Shell Scripting For Speed

Inspired by a forum thread

Choose which shell your scripts use, that's the "#/bin/*sh" at the top:

  • dash: very small & fast but limited.
    you will have to use more external commands to accomplish things.
  • bash: bulkier, takes longer to load, slightly slower (although to notice this at all one has to do some deliberate benchmarking), but: you can accomplish much more with shell builtins. arrays, string manipulation... often the call to awk or sed is not required anymore
  • sh: AFAIK there's no shell executable by that name (anymore), it's the default shell, often a symlink to one of the above. It depends on your setup. Make sure you code for portability (POSIX) when you use this one. Which is practically the same as coding for dash.
  • This list isn't complete. There's many more shells: ksh, zsh, etc. etc.

Once you made that choice, it should influence your coding quite a bit. To compare dash with bash: you can accomplish a lot with bash's internal capabilities (arrays, to name only one), things that will require external commands with dash.

External commands

Example sleep: which sleep or type sleep - each call to an external command slows your script down:

  • the command needs to be read from hard drive
  • it is often overkill for the task required (e.g. calling sed, awk or grep for simple string manipulation, something even dash can do)

Command substitution and Pipes

Either construct will open a subshell (a shell within a shell) and is therefore to be used sparingly.
Some discussion here and here.

Command substitution

Means that the ouput of a command (internal or external) is encapsulated so that the shell receives its output as a string:

sh
echo "Today is $(date)"

Better:

sh
echo -n "Today is "; date

Pipes

cat file | grep word

Piping commands into each other creates a subshell for each pipe. Use sparingly!

Better:

grep word file

Both

Overkill examples might look like this:

sh
time="$(date | cut -d' ' -f5 | cut -d: -f1-2 ) echo "$time" a=$(echo 'hello' | tr '[:lower:]' '[:upper:]')

Better:

sh
date +%H:%M a="hello" a="${a^^}"

The latter is a bashism and a good example why sometimes bash is the better tool for the job.

Builtins

Be aware of what the internal commands (or builtins) of the shell in question are. Many commands (e.g. echo) are both internal and external. A hint: if you have a terminal open that runs the shell in question, and you can use help somecommand, then it's a builtin, and that's what the shell will default to. Or use type somecommand.

I Like to use Bash

Knowing of its capabilities, it allows me to make do with almost no piping to sed, awk etc. I reckon that in the end this is much faster - just imagine you have one of those hideous multi-pipe oneliners inside a loop that parses through a long file, or needs to be executed in short intervals - that's many, many subshells opened, reading external commands, and closed in rapid succession. If I run this command once, it may not matter.

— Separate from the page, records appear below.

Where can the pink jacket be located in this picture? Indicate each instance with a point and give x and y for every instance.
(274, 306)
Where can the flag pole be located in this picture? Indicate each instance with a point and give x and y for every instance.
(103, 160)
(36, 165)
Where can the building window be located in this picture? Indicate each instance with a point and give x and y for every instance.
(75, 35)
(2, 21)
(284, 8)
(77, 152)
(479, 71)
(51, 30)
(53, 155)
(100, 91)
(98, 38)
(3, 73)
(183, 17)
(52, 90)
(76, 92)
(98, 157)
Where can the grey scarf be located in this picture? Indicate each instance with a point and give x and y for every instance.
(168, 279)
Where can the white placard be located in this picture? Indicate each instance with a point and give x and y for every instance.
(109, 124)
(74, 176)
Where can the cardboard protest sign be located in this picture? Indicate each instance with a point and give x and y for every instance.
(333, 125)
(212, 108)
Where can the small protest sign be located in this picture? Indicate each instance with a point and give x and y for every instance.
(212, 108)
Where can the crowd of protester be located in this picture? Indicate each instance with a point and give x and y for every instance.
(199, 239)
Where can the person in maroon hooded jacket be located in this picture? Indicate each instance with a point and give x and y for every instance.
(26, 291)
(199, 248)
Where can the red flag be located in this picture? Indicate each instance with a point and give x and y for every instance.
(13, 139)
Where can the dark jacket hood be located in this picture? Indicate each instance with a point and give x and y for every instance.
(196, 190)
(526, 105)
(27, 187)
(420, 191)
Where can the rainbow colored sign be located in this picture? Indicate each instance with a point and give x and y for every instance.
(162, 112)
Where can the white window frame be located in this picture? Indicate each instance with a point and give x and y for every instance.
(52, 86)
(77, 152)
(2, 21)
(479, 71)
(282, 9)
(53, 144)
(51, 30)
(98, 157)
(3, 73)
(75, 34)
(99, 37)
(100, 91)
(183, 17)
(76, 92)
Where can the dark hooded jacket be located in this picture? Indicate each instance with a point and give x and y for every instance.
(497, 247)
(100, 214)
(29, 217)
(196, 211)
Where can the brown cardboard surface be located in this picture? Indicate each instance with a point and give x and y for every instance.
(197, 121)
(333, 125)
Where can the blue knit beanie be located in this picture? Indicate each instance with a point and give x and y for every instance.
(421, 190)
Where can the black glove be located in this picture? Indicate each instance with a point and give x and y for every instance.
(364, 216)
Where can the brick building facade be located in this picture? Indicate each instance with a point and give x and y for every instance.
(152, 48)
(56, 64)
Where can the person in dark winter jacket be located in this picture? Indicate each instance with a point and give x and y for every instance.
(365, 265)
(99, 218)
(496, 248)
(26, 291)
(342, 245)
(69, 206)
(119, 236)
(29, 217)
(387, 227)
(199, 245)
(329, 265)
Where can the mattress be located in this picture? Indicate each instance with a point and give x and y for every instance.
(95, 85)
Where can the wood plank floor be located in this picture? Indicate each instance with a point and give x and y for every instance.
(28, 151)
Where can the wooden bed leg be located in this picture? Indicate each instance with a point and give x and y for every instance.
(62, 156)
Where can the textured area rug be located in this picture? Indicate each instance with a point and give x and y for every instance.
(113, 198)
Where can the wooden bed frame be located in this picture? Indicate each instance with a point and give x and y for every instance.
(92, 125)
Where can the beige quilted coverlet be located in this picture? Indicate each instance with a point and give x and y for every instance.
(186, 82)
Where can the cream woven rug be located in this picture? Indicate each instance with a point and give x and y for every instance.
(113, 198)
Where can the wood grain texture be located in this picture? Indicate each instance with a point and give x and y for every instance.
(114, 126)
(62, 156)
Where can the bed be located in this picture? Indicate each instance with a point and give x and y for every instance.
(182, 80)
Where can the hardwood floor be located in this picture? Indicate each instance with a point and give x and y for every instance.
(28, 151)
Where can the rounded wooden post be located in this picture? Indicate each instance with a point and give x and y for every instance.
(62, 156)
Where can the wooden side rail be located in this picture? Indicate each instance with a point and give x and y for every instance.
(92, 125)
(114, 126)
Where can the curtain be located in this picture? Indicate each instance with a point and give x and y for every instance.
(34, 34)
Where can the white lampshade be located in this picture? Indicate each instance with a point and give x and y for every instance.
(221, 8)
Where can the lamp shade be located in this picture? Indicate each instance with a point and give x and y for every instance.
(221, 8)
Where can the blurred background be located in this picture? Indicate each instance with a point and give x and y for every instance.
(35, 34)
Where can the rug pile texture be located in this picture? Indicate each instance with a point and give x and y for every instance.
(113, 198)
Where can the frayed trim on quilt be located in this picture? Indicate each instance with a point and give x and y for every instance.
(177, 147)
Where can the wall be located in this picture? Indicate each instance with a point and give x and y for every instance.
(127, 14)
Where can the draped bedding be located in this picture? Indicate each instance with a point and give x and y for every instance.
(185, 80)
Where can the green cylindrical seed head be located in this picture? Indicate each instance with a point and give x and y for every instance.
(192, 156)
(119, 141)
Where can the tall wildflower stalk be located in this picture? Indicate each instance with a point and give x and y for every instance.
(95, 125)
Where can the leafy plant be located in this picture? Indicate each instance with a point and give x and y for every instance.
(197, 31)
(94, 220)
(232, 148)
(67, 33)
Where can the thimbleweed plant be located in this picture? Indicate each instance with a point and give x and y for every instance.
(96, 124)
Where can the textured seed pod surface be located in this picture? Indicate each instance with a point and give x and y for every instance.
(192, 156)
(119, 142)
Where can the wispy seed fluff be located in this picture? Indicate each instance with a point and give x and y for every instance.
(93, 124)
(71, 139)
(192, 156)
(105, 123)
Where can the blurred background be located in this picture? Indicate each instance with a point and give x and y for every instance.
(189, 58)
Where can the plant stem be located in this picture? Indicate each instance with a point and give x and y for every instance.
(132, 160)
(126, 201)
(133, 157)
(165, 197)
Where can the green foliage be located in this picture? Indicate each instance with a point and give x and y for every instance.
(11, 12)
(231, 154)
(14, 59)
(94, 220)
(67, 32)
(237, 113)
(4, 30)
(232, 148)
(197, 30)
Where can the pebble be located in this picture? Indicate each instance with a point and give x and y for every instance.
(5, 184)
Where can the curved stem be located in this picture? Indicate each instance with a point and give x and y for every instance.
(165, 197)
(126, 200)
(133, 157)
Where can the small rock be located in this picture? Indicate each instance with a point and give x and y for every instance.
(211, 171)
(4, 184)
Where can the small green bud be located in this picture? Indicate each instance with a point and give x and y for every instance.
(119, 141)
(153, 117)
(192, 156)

But if it's part of a recurring task or runs automated at login, it will save resources if I can replacer all of that with bash variables and string manipulation.

It's also difficult to add proper comments to "hideous multi-pipe oneliners".

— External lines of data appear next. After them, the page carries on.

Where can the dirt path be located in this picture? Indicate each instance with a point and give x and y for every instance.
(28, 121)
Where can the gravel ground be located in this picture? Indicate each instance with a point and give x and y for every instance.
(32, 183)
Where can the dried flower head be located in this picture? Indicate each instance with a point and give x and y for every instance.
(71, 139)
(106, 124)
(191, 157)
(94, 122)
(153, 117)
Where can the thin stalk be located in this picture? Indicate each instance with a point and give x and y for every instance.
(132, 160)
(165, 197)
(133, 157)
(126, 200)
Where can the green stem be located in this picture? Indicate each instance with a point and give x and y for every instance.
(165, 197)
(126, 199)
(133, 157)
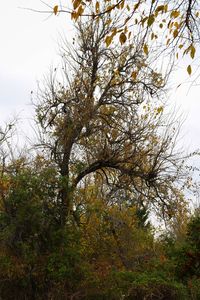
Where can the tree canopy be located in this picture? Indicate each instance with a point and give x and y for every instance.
(76, 208)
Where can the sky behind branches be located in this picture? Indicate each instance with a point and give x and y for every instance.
(29, 47)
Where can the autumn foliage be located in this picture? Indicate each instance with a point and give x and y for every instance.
(77, 211)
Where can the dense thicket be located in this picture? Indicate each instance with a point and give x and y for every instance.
(74, 217)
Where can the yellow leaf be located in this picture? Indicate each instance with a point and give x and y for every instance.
(108, 40)
(128, 7)
(192, 51)
(97, 7)
(151, 20)
(189, 70)
(159, 109)
(160, 8)
(122, 38)
(174, 14)
(145, 48)
(76, 3)
(134, 75)
(55, 9)
(175, 33)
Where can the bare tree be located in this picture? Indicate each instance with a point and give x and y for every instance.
(102, 119)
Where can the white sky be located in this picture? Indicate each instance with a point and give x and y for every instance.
(28, 49)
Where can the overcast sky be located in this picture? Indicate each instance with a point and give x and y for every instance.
(29, 48)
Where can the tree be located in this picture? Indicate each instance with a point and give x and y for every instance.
(100, 122)
(74, 215)
(167, 27)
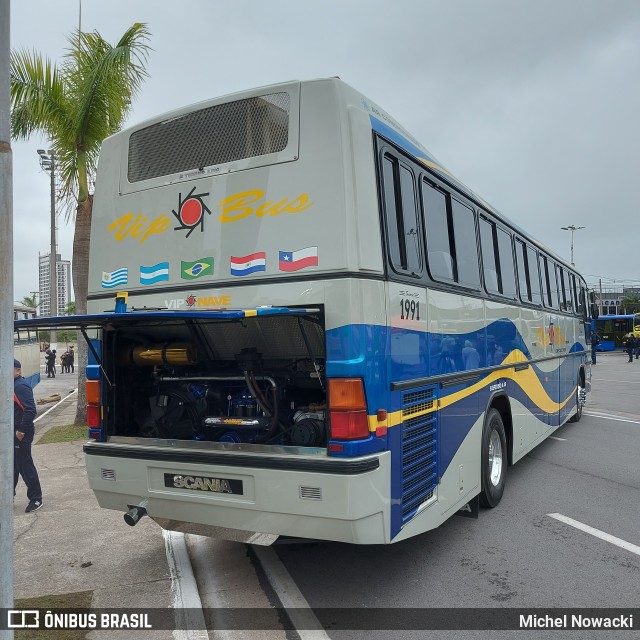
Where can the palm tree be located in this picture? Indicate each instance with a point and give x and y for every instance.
(77, 105)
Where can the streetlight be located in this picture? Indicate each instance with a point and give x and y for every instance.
(48, 163)
(573, 229)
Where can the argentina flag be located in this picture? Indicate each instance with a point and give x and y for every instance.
(111, 279)
(156, 273)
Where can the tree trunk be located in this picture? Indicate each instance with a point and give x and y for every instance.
(80, 270)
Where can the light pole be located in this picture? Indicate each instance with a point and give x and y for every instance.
(573, 229)
(48, 163)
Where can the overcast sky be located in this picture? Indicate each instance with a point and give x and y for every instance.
(535, 105)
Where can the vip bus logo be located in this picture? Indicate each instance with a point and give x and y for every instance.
(191, 211)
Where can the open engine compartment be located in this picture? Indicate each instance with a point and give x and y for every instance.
(251, 380)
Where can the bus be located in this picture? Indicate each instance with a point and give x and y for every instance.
(302, 324)
(613, 330)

I recommend everyone who chooses bash to read up on string manipulation. There's quite a few resources out there, and evtl. you will end up on this page with the obligatory disclaimer that it's outdated. Maybe this one for a quick reference, or this one.

And you definitely need to check out Greg's Wiki.

But Then Again...

I realise the beauty of "Do One Thing and Do it Well". Sometimes a simple shell and a few external commands are the better, more elegant solution. E.g. something like find | shuf would be pretty cumbersome to code in pure bash!